Biological membranes are complex and dynamic self-assembled structures composed of lipids and proteins. They depict emergent properties that are heterogeneous in the membrane plane. Therefore, their study is currently one of the greatest challenges in biophysics.The versatility of spectroscopic techniques has encouraged the development of new fluorescent probes capable of sensing different membrane properties. The Neutral Red (NR) molecule is a dye that protonates at pH < 6.8 (pKa = 6.8), leading to the charged species (NRH+).
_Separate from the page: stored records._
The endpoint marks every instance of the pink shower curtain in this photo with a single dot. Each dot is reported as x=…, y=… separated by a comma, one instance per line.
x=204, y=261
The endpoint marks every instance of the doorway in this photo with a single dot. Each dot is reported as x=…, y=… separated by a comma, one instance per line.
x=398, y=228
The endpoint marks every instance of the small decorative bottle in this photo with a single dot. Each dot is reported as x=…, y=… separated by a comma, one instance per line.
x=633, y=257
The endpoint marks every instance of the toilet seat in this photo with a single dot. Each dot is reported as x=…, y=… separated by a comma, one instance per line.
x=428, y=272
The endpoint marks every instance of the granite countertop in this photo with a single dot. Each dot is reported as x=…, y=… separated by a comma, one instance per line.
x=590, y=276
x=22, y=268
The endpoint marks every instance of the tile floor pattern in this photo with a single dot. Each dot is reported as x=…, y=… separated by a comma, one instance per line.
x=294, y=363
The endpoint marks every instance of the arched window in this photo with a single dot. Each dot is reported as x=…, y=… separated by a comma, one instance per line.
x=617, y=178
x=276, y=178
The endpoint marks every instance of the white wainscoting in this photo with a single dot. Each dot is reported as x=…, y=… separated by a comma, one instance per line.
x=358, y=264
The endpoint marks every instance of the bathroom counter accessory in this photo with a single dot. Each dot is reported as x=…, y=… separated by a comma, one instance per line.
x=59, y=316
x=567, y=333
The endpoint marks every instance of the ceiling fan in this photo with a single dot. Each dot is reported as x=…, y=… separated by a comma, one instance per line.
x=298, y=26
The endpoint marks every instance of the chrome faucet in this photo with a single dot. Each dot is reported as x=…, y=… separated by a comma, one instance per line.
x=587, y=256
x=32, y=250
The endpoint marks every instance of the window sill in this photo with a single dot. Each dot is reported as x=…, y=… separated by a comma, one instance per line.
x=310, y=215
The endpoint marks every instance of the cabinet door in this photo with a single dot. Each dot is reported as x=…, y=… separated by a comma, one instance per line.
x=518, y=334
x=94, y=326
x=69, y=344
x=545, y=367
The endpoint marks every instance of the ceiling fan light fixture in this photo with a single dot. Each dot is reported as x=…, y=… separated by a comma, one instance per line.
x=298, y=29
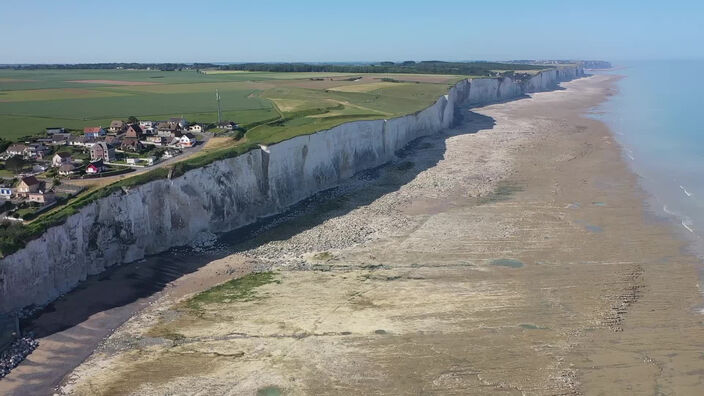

NR is widely employed in molecular biology to assess cell viability and mitochondrial function, and to sense intracellular pH. However, the photophysical behavior of NR in complex media such as membranes were not systematically characterized even though of the wide application in molecular biology.In this work, the photophysical behavior of NNR (pH 8 neutral specie) and NRH+ (pH 4) was studied by employing large unilamellar vesicles (LUVs) with different compositions, membrane phase states.The results of this study show that the spectroscopic behavior of NNR is more sensitive to the membrane composition than that of NRH+. The wavelength of the maximum emission of NNR was at shorter wavelengths in liquid-disordered (Ld) membranes compared to gel or liquid-ordered (Lo) membranes. The Red-edge excitation shifts (REES) and Anisotropy magnitudes were lower in membranes in the gel or Lo, compared to membranes in Ld. The same tendency was observed for NRH+, although the spectral changes in this case were smaller, as well as the changes in the REES effect, and anisotropy magnitudes were lower related to the NR species. We suggest that NNR and NRH+ are localized in different regions of the membrane depending on the membrane phase estate.NR and NRH+ are located in more internal regions of the interface in membranes in Ld phase state, whereas in gel or Lo phase membranes, NR is located in a more external region, and NRH+ is adsorbed on the membrane surface. Consequently, the spectral signals of both, NNR and NRH+, correspond to the species distributed in different locations of the membrane in Ld compared to gel and Lo phase. Therefore, the information provided by the probe inserted in different membranes is not directly comparable.